On Monday, several residents attended the township board of supervisors’ meeting to voice their concerns. Del Walker, vice chairman of the Canton Township planning commission, spoke on behalf of some of the residents. Walker called the Dec. 19 meeting “unfair and inappropriate.”
“(Attorney Dwight) Ferguson knew the building wouldn’t be open. He knew that the (homeowners’ association) document was not properly signed off on by the township supervisors. He called them and pressured them. He tricked them,” Walker said of the attorney representing the present developer of the property, Angelo Quarture,
The document was required to establish a homeowners association, which is needed in order for current residents to sell their homes. Additional issues exist, including title problems, which date back to the original developer, Michael Williamson Sr., who purchased 38 acres in 2006 to build Brick Ridge Estates. The property was later sold to Quarture. The additional problems will be addressed once a homeowners’ association is established.
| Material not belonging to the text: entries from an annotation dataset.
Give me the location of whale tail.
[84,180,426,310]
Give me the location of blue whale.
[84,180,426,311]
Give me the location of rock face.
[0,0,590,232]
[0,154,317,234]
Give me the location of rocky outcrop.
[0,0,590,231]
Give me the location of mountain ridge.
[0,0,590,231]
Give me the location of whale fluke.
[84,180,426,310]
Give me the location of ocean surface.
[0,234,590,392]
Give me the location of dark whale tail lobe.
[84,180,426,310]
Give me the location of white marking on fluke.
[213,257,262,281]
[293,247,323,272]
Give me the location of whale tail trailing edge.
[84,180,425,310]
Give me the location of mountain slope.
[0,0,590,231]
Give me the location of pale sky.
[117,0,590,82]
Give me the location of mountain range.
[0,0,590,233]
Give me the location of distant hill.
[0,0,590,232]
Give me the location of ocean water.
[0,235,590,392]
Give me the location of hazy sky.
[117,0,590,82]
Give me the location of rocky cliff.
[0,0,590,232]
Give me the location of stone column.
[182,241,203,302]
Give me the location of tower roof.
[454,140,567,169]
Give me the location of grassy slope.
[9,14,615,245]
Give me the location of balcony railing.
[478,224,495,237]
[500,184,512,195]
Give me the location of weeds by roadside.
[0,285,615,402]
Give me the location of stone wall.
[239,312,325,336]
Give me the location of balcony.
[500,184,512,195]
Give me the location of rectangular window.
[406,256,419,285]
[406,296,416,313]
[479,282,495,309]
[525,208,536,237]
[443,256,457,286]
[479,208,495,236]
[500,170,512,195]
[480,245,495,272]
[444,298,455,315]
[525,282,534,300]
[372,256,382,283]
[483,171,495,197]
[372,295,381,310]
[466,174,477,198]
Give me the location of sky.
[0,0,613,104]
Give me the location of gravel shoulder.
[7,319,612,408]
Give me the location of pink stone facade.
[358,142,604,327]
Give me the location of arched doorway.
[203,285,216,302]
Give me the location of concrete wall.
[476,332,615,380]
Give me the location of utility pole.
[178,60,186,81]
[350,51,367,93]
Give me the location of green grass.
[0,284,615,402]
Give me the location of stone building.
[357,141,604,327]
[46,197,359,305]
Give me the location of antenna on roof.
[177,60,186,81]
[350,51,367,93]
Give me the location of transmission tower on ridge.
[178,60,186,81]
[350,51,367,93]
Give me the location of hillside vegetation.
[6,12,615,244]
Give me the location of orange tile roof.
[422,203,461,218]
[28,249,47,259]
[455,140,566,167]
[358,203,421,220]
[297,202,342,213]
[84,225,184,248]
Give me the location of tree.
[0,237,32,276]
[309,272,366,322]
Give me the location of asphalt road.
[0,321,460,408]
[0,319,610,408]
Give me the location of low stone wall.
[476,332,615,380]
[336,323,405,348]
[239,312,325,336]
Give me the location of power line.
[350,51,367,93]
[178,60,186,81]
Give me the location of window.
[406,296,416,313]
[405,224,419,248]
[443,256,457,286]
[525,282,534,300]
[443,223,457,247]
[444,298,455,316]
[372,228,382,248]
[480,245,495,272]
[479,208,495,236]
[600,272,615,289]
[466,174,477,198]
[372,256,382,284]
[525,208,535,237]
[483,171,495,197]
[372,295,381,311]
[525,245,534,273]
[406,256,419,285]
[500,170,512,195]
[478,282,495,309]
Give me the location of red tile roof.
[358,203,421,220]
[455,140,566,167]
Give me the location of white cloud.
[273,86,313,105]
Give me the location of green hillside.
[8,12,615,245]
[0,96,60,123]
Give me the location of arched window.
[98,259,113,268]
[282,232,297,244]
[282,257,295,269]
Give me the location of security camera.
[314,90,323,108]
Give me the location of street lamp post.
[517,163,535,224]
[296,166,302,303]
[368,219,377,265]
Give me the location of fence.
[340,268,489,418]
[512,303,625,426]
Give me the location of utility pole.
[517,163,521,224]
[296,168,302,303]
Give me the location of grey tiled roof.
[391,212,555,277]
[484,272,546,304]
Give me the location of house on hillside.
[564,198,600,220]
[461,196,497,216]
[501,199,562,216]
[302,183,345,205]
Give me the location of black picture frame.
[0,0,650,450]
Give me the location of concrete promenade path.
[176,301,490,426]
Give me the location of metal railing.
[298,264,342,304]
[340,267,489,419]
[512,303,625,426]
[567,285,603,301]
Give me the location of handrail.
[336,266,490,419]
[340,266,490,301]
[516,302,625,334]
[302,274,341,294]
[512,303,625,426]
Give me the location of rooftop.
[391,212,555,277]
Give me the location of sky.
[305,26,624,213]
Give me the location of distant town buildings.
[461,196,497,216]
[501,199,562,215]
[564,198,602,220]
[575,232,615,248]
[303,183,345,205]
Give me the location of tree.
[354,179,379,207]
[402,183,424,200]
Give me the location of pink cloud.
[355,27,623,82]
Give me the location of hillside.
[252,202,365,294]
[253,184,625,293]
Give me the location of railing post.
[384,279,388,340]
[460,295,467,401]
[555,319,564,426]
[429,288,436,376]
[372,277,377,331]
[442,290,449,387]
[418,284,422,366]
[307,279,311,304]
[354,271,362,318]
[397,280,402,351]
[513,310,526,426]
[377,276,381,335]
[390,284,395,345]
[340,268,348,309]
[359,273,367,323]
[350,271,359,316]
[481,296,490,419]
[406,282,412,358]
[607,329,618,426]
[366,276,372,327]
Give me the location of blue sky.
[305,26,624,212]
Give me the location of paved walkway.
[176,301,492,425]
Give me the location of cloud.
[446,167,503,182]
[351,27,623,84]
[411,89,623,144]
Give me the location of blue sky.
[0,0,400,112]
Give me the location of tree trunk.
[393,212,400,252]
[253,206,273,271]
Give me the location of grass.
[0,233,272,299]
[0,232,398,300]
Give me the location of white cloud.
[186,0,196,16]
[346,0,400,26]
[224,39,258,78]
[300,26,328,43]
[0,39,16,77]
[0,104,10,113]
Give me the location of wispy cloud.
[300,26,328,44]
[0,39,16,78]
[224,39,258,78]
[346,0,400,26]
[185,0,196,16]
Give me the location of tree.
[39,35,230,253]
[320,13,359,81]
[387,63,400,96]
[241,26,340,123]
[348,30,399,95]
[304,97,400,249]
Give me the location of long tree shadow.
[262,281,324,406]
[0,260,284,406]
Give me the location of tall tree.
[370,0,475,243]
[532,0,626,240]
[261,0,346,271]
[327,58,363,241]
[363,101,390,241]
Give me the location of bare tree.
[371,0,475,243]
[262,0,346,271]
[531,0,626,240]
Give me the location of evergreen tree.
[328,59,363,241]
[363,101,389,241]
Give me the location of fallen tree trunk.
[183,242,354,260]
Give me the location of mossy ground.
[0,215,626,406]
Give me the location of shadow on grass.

The township supervisors agreed with Walker. They voted unanimously to have township solicitor Dennis Makel send a letter to Ferguson explaining the township’s position, Chairman Sam Bear said.
Bear said that during a Nov. 19 meeting, Ferguson and the supervisors agreed to a specific plan for handling the situation and the plan was not followed.
“Ferguson choose to handle it his way, and not in compliance with the township’s development ordinance,” Bear said. “The township didn’t approve the document he had them sign.”
Bear said the initial agreement detailed that the supervisors had to sign off on the final document before it was presented to the residents.
“That didn’t happen,” he said. “He took the documents right to the people … We are going to try to put things back on track.”
Ferguson said the process was handled correctly and that the had sent a copy to Makel.
“It’s probably sitting in an unopened email,” he said. “I sent it twice.”
Ferguson was surprised when he was informed of some residents’ feelings and the supervisors’ decision.
“No one has called with any concerns,” he said. “Nothing was done in secret.”
Ferguson said all but three homeowners signed the document. Ferguson said regardless, the process will “press forward.”
“There were plenty of emails,” he said. “I overly communicated … I guess we will have to see where the weak link is.”